Mr O'Kane is the antithesis to the "God complex" criticism often levelled at doctors as he reveals the human side beneath his professional bedside manner.

"I'd like to pretend I'm calm and collected – I'm not," he says. "There used to be a joke about why surgeons wear theatre masks and that's because we're screaming underneath it."

He touches upon the constant internal struggle that many surgeons face in striving to do their best.

"There is a fight in your own ego," says Mr O'Kane. "You can't help but want to do more, but you have got to do that sensibly. What you gain with experience is knowing when to stop.

"Performing surgery like this is kind of strange.
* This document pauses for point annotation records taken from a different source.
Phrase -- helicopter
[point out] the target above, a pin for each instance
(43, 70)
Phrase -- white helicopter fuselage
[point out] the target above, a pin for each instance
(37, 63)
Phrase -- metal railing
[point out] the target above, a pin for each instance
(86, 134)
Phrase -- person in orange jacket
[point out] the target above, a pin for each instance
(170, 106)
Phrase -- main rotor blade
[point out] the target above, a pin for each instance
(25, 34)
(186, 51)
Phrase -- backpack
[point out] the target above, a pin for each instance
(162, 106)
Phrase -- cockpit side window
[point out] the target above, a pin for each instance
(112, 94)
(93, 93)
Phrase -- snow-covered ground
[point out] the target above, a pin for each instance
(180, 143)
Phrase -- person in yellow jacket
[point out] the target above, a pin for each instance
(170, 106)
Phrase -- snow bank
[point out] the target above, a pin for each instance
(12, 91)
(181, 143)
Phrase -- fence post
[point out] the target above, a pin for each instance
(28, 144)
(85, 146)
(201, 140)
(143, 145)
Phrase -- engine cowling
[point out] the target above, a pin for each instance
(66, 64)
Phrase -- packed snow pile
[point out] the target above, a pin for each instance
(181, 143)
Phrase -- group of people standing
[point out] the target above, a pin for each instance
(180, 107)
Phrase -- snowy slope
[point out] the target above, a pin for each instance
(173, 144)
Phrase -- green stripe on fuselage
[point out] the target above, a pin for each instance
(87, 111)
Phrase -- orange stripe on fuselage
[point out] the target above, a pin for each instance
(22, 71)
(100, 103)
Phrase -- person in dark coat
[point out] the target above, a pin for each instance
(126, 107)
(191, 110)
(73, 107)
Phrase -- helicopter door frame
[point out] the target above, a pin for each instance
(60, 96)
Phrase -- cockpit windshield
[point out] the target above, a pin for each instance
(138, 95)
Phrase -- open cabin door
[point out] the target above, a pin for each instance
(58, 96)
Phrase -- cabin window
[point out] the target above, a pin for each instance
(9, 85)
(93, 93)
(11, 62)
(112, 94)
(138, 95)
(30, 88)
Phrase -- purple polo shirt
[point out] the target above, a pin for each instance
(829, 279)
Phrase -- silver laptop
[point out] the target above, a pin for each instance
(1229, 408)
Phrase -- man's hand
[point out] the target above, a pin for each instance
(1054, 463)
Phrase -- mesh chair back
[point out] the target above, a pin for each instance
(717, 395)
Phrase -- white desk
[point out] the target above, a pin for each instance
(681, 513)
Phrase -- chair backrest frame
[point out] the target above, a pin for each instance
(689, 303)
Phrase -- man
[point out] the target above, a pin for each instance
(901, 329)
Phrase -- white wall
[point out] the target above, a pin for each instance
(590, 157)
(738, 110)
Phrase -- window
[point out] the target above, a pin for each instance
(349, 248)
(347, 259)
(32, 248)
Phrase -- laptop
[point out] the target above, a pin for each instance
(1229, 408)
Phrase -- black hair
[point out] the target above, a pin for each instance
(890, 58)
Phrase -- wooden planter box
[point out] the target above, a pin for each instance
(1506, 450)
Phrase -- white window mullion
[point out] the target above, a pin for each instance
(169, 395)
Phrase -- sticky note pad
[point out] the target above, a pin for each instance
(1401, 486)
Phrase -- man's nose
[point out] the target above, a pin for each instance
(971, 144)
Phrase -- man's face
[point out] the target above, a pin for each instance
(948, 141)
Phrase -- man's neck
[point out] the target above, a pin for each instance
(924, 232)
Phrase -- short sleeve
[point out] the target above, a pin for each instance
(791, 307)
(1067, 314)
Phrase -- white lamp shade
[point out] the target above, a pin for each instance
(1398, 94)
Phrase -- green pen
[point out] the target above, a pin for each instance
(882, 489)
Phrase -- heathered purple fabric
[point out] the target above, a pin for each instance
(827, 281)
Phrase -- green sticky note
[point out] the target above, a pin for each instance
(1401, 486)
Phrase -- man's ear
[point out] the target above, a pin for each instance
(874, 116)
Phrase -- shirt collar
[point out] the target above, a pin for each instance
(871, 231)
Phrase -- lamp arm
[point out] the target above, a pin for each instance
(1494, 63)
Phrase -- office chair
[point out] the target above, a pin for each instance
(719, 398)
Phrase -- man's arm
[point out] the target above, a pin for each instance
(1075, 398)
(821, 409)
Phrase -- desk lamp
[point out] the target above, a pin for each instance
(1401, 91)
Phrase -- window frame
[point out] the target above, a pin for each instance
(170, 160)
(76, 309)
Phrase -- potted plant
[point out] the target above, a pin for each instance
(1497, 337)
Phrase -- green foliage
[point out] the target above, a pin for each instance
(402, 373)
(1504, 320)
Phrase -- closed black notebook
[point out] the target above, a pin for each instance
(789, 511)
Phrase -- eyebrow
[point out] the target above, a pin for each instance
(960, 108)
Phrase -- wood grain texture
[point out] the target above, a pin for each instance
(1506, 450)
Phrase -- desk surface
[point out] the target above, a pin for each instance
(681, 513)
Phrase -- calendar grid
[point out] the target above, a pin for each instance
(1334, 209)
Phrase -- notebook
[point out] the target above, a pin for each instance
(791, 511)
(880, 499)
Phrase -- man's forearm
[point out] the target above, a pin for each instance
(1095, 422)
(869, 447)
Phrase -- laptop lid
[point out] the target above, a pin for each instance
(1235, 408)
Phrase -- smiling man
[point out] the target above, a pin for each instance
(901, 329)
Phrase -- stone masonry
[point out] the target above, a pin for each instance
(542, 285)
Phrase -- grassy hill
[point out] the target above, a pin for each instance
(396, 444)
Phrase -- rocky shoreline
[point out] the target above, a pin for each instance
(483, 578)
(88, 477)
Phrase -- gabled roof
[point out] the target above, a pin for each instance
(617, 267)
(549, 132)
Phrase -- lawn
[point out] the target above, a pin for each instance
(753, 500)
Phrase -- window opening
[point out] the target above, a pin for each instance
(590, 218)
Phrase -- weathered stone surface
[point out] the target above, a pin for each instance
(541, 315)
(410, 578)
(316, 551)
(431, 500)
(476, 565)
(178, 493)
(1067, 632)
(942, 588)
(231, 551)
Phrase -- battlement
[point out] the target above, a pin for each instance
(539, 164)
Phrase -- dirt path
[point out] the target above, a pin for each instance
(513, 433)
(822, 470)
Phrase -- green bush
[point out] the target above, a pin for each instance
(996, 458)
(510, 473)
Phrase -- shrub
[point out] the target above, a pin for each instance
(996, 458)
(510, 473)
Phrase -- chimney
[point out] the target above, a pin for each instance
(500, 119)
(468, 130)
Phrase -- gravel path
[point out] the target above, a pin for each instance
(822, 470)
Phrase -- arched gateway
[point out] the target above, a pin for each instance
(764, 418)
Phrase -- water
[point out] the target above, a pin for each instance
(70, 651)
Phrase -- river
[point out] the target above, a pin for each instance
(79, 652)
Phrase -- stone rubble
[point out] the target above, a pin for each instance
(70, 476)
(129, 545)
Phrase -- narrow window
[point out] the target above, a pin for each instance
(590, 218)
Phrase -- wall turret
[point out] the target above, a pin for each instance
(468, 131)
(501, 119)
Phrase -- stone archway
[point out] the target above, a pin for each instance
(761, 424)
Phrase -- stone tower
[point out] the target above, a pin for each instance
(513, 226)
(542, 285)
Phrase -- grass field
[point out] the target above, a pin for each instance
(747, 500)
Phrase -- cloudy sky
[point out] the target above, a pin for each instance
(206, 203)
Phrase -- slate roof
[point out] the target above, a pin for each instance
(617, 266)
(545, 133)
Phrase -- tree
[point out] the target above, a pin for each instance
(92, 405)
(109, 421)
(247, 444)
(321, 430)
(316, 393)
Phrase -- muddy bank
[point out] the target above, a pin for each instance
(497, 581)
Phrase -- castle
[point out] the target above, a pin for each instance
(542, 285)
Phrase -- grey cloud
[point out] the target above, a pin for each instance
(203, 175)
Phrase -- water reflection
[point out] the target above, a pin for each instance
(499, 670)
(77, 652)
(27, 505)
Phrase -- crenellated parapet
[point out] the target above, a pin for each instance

When I see a patient moving a lot afterwards I always have that negative thought of: 'I haven't taken enough.' Alternatively when I see patients and they're very weak, I think: 'I've taken too much.'"

Mr O'Kane admits it drives his family "crazy" as he painstakingly dissects his own surgical performance in the days and weeks afterwards. "I'm permanently questioning: 'Were you good enough?' 'Did you harm them?' There is that balance," he says.

Although the 40-year-old from Derry-Londonderry in Northern Ireland draws solace from the staunch belief that every operation completed makes him a better surgeon going into the next one.

"People have an idea that a consultant is qualified and that's it, they are perfect, but are we hell," he continues. "You learn by every single case. When I stop learning is the day I retire."